O inusitado comércio, como lenda urbana, gera especulações divertidas quanto à origem de tantos ovos, vendidos freneticamente nas favelas e no asfalto. Apesar de ainda não ser regulamentada — por isso não há números oficiais —, a atividade gera também ocupação e renda. É o caso do ex-bancário Daniel Ferreira, 35 anos, que descobriu “a galinha dos ovos de ouro”.
“É lucrativo, mas é preciso disposição”, atesta Daniel. Há um ano ele usa seu carro para despejar diariamente 4.690 ovos — ou 156 cartelas com 30 — nas panelas de donas de casa de cerca de 50 ruas do Rio, Niterói e São Gonçalo.
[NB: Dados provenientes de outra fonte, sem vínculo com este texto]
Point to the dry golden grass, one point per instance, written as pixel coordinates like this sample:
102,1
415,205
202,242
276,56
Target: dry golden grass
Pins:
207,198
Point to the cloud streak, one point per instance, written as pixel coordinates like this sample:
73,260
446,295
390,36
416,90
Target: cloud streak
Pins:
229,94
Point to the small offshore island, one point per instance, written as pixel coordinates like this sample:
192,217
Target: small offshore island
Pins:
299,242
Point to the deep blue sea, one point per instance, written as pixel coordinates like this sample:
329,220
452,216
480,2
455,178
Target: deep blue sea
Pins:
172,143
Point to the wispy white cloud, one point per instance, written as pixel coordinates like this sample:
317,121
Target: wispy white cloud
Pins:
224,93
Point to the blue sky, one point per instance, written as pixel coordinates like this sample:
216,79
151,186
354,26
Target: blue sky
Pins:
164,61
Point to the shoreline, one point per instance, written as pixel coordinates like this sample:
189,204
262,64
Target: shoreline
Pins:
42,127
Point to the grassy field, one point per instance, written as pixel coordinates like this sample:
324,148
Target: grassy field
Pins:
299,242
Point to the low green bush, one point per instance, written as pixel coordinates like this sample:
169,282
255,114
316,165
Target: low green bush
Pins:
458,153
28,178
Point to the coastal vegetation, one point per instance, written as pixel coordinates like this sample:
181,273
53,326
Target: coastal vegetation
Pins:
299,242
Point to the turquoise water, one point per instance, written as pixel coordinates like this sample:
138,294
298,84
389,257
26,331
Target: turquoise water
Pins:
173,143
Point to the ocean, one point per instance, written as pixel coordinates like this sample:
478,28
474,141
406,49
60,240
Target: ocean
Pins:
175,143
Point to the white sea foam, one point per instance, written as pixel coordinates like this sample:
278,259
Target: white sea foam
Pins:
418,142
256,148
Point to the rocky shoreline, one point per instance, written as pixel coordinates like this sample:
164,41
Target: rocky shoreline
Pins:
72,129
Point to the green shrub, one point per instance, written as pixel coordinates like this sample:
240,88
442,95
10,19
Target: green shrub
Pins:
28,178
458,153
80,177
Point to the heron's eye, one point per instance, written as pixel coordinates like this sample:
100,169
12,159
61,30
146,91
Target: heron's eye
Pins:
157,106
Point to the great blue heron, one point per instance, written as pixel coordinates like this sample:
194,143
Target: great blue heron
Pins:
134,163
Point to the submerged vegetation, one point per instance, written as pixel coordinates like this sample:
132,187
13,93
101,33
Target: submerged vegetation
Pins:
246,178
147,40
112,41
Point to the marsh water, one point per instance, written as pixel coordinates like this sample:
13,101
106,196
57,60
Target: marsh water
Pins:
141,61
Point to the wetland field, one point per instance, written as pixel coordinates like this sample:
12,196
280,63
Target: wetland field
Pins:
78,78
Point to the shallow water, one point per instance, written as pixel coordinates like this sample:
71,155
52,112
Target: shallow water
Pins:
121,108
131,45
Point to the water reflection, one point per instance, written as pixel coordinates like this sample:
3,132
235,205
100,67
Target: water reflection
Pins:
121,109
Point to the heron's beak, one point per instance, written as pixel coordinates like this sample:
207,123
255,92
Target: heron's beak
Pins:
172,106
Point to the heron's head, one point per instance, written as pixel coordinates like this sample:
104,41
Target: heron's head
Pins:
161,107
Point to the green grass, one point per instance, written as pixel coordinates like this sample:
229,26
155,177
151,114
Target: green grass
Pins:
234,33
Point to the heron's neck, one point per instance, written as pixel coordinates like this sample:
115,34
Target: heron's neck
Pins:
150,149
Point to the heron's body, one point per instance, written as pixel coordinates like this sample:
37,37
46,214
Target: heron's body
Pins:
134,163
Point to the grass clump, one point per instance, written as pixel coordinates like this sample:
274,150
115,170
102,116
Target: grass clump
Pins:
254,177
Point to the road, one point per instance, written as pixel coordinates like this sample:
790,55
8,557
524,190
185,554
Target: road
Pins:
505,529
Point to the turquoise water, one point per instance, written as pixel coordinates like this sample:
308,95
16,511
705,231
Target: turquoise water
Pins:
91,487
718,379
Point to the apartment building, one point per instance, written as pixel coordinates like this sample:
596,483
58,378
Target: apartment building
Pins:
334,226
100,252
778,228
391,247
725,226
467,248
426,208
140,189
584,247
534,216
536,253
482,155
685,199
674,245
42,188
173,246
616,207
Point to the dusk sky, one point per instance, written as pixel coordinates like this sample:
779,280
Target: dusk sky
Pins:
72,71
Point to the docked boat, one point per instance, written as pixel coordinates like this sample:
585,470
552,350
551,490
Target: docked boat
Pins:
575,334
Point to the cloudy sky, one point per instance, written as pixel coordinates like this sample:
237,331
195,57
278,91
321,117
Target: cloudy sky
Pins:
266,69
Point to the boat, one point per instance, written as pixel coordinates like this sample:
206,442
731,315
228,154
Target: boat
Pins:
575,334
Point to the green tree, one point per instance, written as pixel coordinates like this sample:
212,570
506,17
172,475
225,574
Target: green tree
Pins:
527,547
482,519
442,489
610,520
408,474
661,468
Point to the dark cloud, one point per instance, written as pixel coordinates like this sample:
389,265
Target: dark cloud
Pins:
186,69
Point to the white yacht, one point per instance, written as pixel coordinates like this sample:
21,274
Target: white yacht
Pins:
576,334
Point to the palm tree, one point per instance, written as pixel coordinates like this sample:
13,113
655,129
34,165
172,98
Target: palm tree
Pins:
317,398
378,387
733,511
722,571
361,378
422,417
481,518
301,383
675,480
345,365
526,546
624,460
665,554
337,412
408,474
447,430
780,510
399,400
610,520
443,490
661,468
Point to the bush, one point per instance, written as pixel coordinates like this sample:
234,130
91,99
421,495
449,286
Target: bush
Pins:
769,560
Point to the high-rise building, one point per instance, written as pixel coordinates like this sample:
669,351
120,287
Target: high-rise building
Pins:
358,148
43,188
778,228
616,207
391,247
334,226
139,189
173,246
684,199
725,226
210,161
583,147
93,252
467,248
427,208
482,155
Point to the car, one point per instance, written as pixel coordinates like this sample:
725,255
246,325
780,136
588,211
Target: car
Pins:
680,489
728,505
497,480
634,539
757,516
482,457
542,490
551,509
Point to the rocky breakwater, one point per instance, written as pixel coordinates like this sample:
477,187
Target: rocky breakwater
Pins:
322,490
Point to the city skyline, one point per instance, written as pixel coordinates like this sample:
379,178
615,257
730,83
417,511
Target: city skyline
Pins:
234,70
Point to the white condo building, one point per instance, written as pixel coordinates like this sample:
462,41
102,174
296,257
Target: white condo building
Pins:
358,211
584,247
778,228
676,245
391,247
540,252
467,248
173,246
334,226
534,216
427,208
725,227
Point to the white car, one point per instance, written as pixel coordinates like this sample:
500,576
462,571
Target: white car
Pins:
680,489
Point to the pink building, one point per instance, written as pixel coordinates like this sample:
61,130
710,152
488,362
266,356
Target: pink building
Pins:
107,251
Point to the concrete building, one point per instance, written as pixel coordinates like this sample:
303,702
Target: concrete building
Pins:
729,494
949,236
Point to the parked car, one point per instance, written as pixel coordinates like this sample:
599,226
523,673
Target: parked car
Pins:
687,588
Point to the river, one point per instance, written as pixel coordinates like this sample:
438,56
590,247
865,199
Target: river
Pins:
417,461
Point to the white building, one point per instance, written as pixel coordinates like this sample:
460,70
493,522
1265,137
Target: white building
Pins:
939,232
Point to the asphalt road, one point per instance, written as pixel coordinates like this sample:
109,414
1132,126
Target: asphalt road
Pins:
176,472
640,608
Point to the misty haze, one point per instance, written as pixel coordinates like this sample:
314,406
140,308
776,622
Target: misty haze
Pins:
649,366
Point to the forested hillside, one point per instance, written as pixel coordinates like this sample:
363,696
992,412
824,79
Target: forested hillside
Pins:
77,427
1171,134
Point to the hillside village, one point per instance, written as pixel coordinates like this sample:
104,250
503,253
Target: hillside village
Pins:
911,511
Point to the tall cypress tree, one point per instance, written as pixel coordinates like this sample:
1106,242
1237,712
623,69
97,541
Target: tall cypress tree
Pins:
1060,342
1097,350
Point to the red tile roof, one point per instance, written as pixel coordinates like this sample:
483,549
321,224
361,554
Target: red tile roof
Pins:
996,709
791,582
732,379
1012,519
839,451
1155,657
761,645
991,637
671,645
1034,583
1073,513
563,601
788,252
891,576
Além de sustentar esposa e três filhos, Daniel se deu ao luxo de ‘contratar’ dois amigos desempregados: o professor de Português, Davi Velasco, 24, e o servente Gilcemar Vasconcelos, 44.
Assim como outros 80 revendedores (estimativa deles), todos os dias Daniel levanta às 4h e, às 6h, está na Ceasa, em Irajá, na Zona Norte. É de lá que sai boa parte dos 6,1 milhões de ovos produzidos anualmente no estado, segundo a Empresa de Assistência Técnica e Extensão Rural (Emater-Rio). Outra parte vem de São Paulo, Minas e do Sul.
FESTA DOS CONSUMIDORES
O aposentado Heraldo Ferreira, 67, não esconde que é um “baba ovo” do alimento popular mais badalado do momento e que a família faz até festival de receitas com o “coringa” da cozinha. “Ex-vilões da saúde, ovos são ricos em vitaminas do Complexo B”, justifica. “Ovos itinerantes são bem mais baratos. No supermercado, a dúzia custa R$ 6”, diz Neiva Souza, 47. “Tem uns que vêm até com duas gemas”, brinca Vera Cerqueira, 69. Se o mundo parece que vai acabar em ovos — a ponto de deixar, inclusive, moradores da Rua Costa Rubim, em Realengo, com vontade de jogar ovo choco no carro que toca “Galinha Pintadinha” e “Galo Carijó”, de domingo a domingo, às 8h —, a tendência é o aumento da produção. “Contemplamos 400 agricultores com o Kit Caipira (R$ 4 mil para cada um comprar 60 galinhas e construir galpão e área de ciscagem). As galinhas fluminenses são mais saudáveis porque não são confinadas”, canta de galo José Henrique Moraes, gerente de Pequenos e Médios Animais da EMATER-Rio. O carro do ovo virou até sucesso na voz de cantores populares, em diversos ritmos. É o caso do clipe ‘30 Ovos Dez Reais’, de Mr San, do Rio. O divertido vídeo, com mais de 3 minutos, é um funk que fala da felicidade de quem vende e compra no carro do ovo. Já teve quase 7 mil visualizações. E do impagável forró ‘Leve e Pague 40 Ovos’, de um tal Cris Kinho, já assistido por mais de 36 mil internautas. A obra tem até efeitos especiais com uma galinha gigante.